A Look At Simon Property Group (SPG) Valuation As Adidas Soccer Fan Experiences Roll Out
Simon Property Group, Inc. SPG | 0.00 |
Simon Property Group (SPG) is drawing fresh attention after teaming up with adidas to roll out soccer fan experiences at select malls this summer, including watch parties, block events, and exclusive product releases.
The adidas partnership comes as SPG’s share price has delivered a 12.39% year to date share price return, alongside a 32.98% 1 year total shareholder return and a very large 3 year total shareholder return of around 14x, which indicates that momentum has been building over time.
If this kind of consumer traffic story interests you, it could be worth broadening your search beyond malls and checking out 21 top founder-led companies
With SPG trading at US$206.77 and sitting close to analyst price targets, yet showing a value score of 5 and an estimated intrinsic discount of about 28%, you have to ask: is there still upside here, or is the market already pricing in future growth?

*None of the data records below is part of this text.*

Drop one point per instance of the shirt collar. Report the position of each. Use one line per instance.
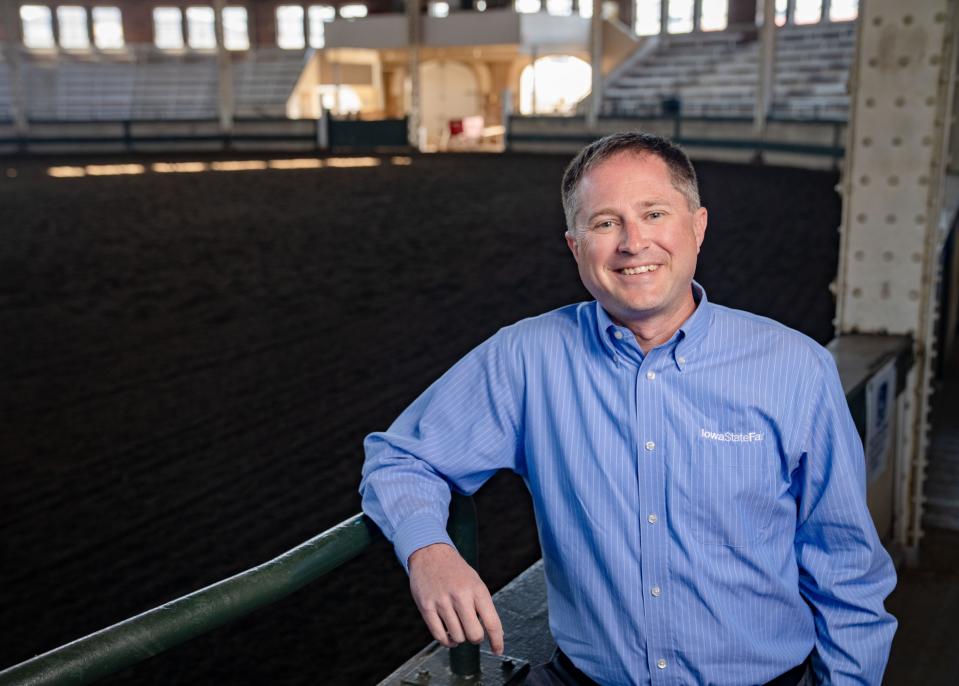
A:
(683, 342)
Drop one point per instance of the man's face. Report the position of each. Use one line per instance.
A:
(635, 239)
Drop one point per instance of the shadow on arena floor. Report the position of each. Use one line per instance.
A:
(191, 362)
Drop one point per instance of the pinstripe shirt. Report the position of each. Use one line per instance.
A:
(701, 507)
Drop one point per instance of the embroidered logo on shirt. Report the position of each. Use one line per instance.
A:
(729, 436)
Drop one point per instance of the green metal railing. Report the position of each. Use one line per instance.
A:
(154, 631)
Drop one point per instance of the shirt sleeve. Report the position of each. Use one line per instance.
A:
(457, 434)
(845, 573)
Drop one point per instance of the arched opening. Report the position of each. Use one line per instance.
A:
(449, 91)
(554, 85)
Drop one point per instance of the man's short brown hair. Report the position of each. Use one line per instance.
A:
(681, 172)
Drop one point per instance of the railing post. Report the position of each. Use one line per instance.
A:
(464, 658)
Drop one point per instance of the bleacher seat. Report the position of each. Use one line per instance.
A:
(715, 74)
(143, 83)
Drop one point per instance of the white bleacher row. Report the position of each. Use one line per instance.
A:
(145, 85)
(716, 75)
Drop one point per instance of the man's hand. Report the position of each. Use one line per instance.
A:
(454, 601)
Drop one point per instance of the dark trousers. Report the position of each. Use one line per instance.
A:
(560, 671)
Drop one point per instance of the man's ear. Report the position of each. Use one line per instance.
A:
(573, 245)
(700, 218)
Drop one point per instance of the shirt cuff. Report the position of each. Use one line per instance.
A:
(418, 532)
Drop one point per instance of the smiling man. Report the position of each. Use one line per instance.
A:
(697, 480)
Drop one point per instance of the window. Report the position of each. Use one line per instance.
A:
(107, 28)
(167, 28)
(353, 11)
(647, 17)
(289, 27)
(235, 33)
(37, 23)
(200, 32)
(439, 8)
(843, 10)
(714, 15)
(72, 20)
(319, 15)
(807, 11)
(680, 16)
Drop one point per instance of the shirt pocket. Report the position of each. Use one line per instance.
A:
(731, 493)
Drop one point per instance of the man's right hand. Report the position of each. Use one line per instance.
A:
(454, 601)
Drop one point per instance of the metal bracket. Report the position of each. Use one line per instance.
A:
(494, 671)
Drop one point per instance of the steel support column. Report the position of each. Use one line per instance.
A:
(766, 69)
(596, 62)
(413, 33)
(891, 242)
(224, 64)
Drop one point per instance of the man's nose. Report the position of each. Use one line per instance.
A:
(633, 237)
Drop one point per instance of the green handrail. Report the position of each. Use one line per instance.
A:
(154, 631)
(145, 635)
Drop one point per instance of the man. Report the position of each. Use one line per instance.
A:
(697, 480)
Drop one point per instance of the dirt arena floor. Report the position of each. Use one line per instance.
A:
(191, 361)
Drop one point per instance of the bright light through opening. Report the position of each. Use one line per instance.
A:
(560, 81)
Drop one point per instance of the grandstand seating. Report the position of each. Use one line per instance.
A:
(142, 84)
(715, 74)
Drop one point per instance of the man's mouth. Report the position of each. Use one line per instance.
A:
(630, 271)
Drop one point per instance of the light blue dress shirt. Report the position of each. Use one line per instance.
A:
(701, 508)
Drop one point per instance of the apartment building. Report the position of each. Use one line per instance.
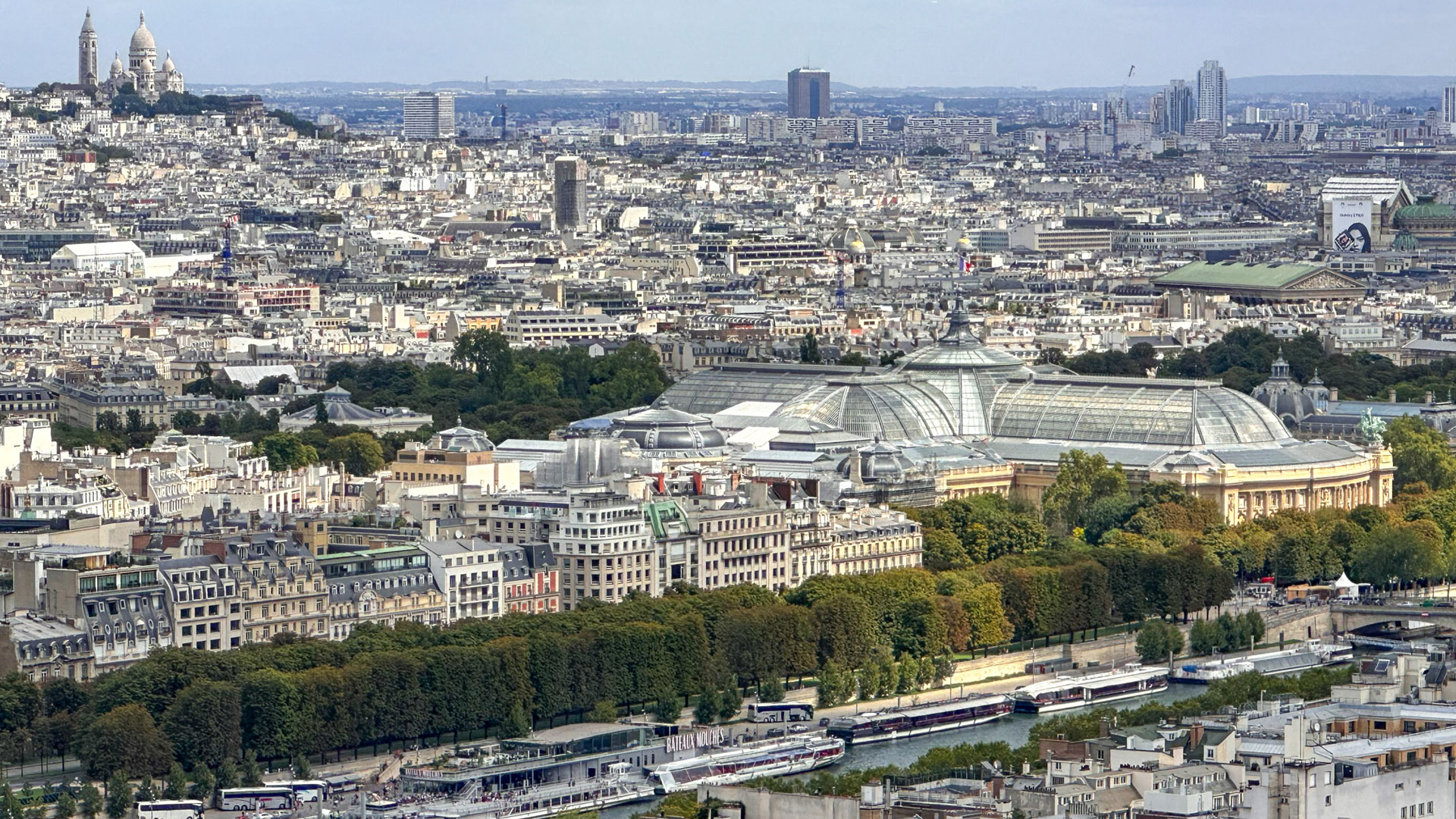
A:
(123, 607)
(604, 550)
(204, 596)
(745, 538)
(542, 327)
(468, 572)
(381, 586)
(80, 406)
(281, 588)
(28, 401)
(457, 455)
(530, 582)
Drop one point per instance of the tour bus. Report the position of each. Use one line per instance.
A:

Most Popular Narrative: 0.9% Undervalued
The most widely followed narrative pegs Simon Property Group’s fair value at $208.55, just above the last close of $206.77, which leaves only a small implied discount and puts a spotlight on what is driving that view.
The analysts have a consensus price target of $208.55 for Simon Property Group based on their expectations of its future earnings growth, profit margins and other risk factors.
In order for you to agree with the analysts, you'd need to believe that by 2029, revenues will be $7.0 billion, earnings will come to $2.5 billion, and it would be trading on a PE ratio of 33.9x, assuming you use a discount rate of 7.8%.
Want to understand why a mature retail REIT narrative leans on higher earnings multiples, slower growth and still arrives at a higher fair value? The answer sits in how revenue, margins and share count are expected to mix together over the next few years, and how that flows through to the long term earnings profile behind the $208.55 figure.
Result: Fair Value of $208.55 (UNDERVALUED)
However, this depends on resilient tenant demand and controlled redevelopment spending, while ongoing retail bankruptcies and higher interest costs could quickly challenge that fair value story.
Next Steps
With sentiment mixed between attractive upside and real risks, it makes sense to move quickly, review the underlying data, and form your own stance by weighing the 3 key rewards and 4 important warning signs.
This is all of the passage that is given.